Wind Turbine Developments – 10 Tips for Landowners
So go the lyrics – “there’s gold in them there hills” – somewhat apt for those lucky few who own land in Northern Ireland suitable for a wind turbine, big or small. Such development is expensive, but there are companies seeking viable sites across Northern Ireland to develop, the landowner receiving a rent. So, if you are approached or are inviting prospective developers, take note of the following ten tips:-
Insist on a site meeting with the developer’s representative. This will enable you to promote your lands attributes, wind primarily, but also location of suitable phase power lines and access. The exact positioning will be subject to surveys and ultimately planning permission, but your early input may assist.
Start to express your requirements – annual payment, reimbursement for loss of agricultural subsidy, timescales etc. But note, do not sign anything – merely sound out the deal on offer.
3. Future Plans
Any agreement for such development will be long term – 25 years plus. Detail your intended land use in the future – planting trees, building sheds, new dwelling and the proposed location of these. Wind farm documentation can seek to limit your development to avoid interference with wind flow.

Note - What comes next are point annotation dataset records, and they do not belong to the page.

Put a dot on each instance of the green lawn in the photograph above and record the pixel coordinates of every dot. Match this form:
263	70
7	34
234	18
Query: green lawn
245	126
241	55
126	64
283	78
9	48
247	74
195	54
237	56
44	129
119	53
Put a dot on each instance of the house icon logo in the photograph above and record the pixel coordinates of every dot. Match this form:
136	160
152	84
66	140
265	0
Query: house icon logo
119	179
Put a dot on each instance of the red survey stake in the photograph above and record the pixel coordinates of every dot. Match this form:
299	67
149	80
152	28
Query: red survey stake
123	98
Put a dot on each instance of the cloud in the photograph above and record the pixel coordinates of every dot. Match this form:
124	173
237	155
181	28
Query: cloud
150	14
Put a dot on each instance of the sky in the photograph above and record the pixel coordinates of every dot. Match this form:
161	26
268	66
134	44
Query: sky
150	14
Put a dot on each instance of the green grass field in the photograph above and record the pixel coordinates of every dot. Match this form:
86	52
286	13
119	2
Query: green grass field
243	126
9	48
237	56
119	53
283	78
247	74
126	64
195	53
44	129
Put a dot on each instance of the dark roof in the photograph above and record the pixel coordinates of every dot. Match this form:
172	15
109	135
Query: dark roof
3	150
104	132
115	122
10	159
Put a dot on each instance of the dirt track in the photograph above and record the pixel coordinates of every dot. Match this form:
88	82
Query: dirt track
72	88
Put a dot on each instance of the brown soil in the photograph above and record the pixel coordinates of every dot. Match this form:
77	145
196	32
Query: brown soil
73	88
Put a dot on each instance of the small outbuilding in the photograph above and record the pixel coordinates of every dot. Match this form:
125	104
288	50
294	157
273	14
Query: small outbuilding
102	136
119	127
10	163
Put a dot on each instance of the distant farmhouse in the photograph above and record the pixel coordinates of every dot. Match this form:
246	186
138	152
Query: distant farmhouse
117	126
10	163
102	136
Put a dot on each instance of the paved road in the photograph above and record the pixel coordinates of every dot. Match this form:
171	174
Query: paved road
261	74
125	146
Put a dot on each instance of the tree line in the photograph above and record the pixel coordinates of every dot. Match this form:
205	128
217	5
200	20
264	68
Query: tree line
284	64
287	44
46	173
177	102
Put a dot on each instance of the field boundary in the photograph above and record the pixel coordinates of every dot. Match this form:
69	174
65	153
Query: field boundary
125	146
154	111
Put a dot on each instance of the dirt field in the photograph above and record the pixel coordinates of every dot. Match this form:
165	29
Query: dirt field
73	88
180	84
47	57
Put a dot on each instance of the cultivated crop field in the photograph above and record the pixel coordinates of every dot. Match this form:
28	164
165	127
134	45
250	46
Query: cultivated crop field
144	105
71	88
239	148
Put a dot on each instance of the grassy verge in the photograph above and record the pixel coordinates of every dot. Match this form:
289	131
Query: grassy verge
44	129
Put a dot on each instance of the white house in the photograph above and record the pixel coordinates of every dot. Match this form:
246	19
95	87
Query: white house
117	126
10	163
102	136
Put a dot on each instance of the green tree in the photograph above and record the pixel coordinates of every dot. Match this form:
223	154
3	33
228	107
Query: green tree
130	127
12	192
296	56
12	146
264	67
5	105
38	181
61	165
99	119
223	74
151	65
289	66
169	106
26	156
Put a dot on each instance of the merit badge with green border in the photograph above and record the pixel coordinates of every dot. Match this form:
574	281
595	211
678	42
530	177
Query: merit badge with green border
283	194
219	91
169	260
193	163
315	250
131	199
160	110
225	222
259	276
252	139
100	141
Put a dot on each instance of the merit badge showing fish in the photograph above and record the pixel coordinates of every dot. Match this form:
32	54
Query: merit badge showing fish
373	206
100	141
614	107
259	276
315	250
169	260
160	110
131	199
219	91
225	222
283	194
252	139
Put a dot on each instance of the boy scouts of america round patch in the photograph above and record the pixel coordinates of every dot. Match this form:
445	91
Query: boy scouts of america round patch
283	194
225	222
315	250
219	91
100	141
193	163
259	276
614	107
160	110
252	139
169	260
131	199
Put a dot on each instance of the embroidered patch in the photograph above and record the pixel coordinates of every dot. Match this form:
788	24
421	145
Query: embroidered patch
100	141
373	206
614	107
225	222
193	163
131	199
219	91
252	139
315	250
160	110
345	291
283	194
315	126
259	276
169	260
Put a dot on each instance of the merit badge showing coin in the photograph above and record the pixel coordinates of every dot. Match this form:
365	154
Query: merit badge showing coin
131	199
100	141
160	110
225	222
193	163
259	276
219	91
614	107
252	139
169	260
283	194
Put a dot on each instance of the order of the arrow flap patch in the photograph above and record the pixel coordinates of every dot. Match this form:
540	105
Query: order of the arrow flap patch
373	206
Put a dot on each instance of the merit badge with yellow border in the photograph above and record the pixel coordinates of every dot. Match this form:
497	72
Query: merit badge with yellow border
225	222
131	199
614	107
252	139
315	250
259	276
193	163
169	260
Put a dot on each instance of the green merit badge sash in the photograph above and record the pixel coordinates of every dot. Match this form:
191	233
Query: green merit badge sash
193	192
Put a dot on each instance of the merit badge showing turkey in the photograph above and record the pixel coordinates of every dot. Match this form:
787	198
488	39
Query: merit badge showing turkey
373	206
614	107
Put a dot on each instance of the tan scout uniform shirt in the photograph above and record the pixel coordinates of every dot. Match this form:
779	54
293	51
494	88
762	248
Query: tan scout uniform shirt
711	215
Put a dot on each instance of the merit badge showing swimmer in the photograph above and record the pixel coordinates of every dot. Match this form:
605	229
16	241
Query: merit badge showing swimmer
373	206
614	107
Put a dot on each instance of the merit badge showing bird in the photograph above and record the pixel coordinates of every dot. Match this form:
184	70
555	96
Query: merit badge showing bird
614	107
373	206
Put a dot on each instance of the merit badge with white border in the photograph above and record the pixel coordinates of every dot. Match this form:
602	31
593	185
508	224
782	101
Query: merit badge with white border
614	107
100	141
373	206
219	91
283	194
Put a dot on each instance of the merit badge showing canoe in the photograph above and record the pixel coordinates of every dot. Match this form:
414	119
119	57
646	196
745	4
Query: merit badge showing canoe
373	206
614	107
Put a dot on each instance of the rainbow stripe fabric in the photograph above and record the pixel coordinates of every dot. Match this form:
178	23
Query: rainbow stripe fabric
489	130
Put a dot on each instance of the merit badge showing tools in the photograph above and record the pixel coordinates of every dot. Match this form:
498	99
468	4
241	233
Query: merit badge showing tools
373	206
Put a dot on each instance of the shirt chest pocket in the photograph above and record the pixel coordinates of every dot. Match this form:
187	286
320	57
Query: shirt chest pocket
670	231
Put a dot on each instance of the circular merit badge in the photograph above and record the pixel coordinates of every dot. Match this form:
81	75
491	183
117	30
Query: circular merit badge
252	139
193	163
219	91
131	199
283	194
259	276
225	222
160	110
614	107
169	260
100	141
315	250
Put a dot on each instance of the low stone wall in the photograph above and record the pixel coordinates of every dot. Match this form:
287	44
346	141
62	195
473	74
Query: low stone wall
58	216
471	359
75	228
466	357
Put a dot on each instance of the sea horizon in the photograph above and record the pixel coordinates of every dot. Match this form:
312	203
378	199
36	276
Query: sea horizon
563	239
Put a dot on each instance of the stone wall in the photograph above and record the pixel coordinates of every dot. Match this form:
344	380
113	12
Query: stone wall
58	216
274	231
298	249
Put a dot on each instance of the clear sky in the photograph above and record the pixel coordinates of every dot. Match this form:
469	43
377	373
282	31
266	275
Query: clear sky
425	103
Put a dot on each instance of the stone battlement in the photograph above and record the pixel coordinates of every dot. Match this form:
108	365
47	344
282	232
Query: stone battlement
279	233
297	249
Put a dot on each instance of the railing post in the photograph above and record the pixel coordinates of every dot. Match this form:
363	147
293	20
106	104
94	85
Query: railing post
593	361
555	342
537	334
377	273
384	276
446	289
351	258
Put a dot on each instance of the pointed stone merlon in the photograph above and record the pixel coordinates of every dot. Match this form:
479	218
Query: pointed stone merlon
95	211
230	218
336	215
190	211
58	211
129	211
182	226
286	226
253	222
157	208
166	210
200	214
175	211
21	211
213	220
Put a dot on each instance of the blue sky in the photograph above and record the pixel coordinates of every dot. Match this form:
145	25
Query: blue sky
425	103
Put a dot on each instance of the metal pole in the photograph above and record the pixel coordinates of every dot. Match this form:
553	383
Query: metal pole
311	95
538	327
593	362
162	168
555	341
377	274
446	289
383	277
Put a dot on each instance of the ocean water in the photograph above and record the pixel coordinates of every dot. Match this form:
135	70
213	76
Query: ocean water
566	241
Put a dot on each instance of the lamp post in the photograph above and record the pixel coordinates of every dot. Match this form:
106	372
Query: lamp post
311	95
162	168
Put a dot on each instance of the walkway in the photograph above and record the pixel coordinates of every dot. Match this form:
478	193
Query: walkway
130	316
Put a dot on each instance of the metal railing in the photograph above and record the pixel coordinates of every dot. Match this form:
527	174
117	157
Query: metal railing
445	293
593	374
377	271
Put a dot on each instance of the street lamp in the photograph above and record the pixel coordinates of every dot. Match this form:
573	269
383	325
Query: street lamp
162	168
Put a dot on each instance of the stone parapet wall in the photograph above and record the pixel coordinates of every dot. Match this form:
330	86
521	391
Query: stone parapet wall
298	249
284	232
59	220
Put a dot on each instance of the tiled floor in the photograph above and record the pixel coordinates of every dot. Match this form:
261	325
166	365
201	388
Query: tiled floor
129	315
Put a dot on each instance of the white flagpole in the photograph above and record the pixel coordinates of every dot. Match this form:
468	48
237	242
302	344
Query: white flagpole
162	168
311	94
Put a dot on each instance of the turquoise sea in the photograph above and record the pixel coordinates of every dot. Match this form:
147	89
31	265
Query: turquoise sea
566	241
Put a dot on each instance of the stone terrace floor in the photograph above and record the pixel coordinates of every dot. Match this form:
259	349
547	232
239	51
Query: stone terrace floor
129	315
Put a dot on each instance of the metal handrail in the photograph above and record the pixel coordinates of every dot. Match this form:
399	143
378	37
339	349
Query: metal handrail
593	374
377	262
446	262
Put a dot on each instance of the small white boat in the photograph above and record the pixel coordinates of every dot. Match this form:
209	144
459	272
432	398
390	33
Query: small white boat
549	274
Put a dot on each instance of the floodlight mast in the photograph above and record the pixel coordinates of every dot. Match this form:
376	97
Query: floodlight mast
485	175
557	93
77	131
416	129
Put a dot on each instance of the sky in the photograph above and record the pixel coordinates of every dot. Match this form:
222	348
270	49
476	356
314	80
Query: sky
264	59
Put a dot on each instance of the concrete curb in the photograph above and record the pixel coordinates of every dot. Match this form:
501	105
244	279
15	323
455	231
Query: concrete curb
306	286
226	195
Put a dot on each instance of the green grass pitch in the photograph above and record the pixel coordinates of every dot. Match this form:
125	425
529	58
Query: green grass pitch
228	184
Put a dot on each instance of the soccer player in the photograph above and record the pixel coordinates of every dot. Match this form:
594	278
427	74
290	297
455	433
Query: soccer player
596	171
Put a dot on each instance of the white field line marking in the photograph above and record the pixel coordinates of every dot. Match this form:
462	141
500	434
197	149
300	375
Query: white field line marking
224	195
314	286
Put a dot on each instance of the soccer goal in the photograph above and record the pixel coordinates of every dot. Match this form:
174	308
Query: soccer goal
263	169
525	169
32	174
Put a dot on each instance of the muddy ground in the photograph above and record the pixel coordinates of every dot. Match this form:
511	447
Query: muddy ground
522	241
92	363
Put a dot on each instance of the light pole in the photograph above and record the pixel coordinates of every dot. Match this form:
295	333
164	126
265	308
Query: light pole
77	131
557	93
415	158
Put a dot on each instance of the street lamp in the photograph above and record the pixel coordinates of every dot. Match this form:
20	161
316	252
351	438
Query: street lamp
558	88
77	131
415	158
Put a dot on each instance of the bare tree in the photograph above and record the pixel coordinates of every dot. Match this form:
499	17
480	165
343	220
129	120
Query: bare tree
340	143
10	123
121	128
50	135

4. Future Responsibilities
Check your insurance position. The developer should have his/her own insurance but with agents coming onto your lands to carry out surveys, make sure you are properly covered. Also, check what the position is on removing soil/rubble during construction and what happens on decommissioning.
Where are they? Time can become precious as negotiations progress. Your deeds will be subject to inspection and will be used to grant the appropriate title to the incoming developer. If they are held by a bank as security, your Solicitor will assist you in gaining the bank’s consent to the proposed deal.
Upon signing Agreements, you will be bound to strict confidentiality clauses. You will not be allowed to disclose the rent or other clauses of interest. So sign nothing until you speak with your Solicitor, land agent and other professionals in addition to rival developers to ensure this is the best deal.
7. Obtain a copy of the Agreements
These need to be checked by your Solicitor. There is usually an Option Agreement which allows the developer time to survey the land and gain planning approval. Then follows the Lease. This enables construction with rent payable generally once electricity is sold to the grid. Read these carefully.
8. Legal Advice
This is a serious commercial transaction. Do not let any developer make light of this. You will need time to consider your position. Independent legal advice is essential to allow you to properly negotiate, liaise with your bank and to make you aware of your rights, restrictions and obligations.
9. Developer’s Credentials
The developer’s representative is usually well versed in the positives and benefits but remember – that’s sales talk. There is money in the project for them. Ask about their completed developments, how many others they have approached locally etc. Even carry out a simple Google search.
10. Further Planning
Check your tax position – meet with your accountant after obtaining legal advice on the documentation. If you intend to proceed, review your Will and how you wish to leave your now diversified land portfolio.